New weapons for rebels

A recent declaration by the U.S. that it had conclusive evidence that President Bashar Assad's regime used chemical weapons on a small scale against opposition forces prompted Washington to authorize the arming of rebels, a major shift in policy. The decision also followed advances by the government forces aided by fighters from Lebanon's Hezbollah.

Rebels say they have already received new weapons from allied countries— but not the U.S. — that they claim will help them to shift the balance of power on the ground. Experts and activists said the new weapons include anti-tank missiles and small quantities of anti-aircraft missiles.

It was not clear if any of the new weapons have made it to the Damascus area. A spokesman for one of the main groups fighting outside of Damascus, the al-Islam brigade, said his group had none of the new weapons. The unnamed spokesman spoke to The Associated Press through Skype.

Rebels pounded a military academy near the northern city of Aleppo Saturday, causing a fire in the compound. (Nour Kelze/Reuters)

He said government forces were shelling Barzeh from Qasioun mountain overlooking Damascus.

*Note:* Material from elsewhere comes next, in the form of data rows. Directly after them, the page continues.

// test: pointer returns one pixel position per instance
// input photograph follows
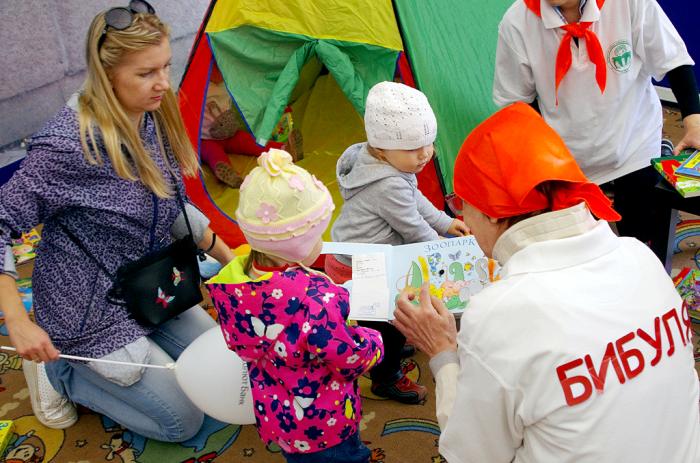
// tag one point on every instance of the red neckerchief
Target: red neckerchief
(579, 30)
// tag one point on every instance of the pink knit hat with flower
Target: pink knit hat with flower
(283, 210)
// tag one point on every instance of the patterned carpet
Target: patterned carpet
(394, 432)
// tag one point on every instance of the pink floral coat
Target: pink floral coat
(303, 358)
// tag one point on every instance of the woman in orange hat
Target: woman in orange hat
(582, 351)
(587, 66)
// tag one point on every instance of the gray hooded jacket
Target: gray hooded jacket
(382, 204)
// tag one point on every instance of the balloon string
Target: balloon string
(167, 366)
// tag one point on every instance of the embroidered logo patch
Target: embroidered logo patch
(620, 56)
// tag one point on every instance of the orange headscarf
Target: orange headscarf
(508, 155)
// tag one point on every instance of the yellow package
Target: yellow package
(5, 434)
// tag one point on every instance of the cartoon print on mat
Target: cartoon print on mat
(31, 442)
(409, 367)
(454, 276)
(415, 425)
(120, 447)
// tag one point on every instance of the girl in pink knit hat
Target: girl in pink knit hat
(290, 323)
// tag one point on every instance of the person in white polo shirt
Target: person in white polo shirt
(586, 65)
(581, 352)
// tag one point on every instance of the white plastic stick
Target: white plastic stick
(167, 366)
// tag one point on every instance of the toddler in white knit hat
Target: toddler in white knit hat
(384, 205)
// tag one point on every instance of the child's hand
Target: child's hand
(458, 228)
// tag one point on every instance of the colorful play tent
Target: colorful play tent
(320, 59)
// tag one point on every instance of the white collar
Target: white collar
(549, 226)
(551, 19)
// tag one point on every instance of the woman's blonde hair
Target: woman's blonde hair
(100, 108)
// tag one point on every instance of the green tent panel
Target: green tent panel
(451, 45)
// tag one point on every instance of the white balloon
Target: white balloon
(216, 379)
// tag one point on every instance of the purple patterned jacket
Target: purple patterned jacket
(110, 215)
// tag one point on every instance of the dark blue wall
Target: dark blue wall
(685, 15)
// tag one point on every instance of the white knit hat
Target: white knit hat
(398, 117)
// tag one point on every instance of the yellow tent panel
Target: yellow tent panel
(326, 19)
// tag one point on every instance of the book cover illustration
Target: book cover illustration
(667, 166)
(691, 166)
(687, 283)
(24, 248)
(456, 269)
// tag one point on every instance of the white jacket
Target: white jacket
(610, 134)
(571, 294)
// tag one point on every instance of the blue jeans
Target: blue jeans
(154, 406)
(351, 450)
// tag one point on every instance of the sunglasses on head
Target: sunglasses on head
(121, 17)
(455, 204)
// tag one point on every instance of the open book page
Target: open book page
(456, 269)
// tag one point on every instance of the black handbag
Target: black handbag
(160, 285)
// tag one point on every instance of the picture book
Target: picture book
(24, 286)
(24, 248)
(691, 166)
(687, 283)
(456, 269)
(667, 166)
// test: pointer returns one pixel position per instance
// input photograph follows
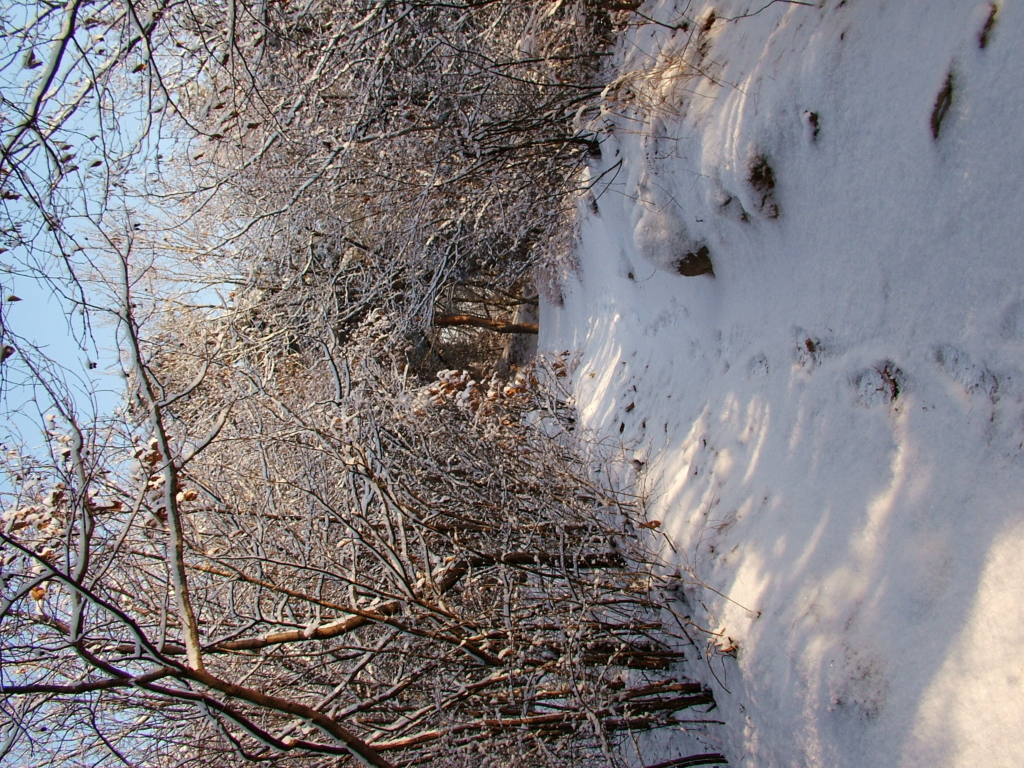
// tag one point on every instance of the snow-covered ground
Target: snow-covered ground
(833, 425)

Syria's main Western-backed opposition group said Thursday that 40,000 civilians in the two northern districts of Damascus are suffering from shortages of food and medical supplies.

Rebels and government also clashed in and around the northern city of Aleppo, where government forces announced an offensive earlier this month. Activists said troops clashed in the southern neighborhoods of Rashideen and Hamdaniya and in the western suburbs.

The Observatory said rebels pounded a military academy in the area, causing a fire in the compound. There were no immediate reports of casualties. In Rashideen, rebel forces have pushed government forces out from parts of the neighborhood, according to the local Aleppo Media Center network and posts on Facebook.

A statement by a coalition of rebel groups, posted on the Center's page, declared that the fighters are launching a new operation to seize control of the western neighborhoods of Aleppo. Amateur showed what appeared to be intense government shelling of villages in the area.

On Saturday, a dozen shells from Syrian forces landed in a northern Lebanese border town, some landing near homes, causing a panic among residents, the Lebanese news agency reported.

Syria's official news agency said government troops were targeting a group of infiltrators across the border. It gave no further details.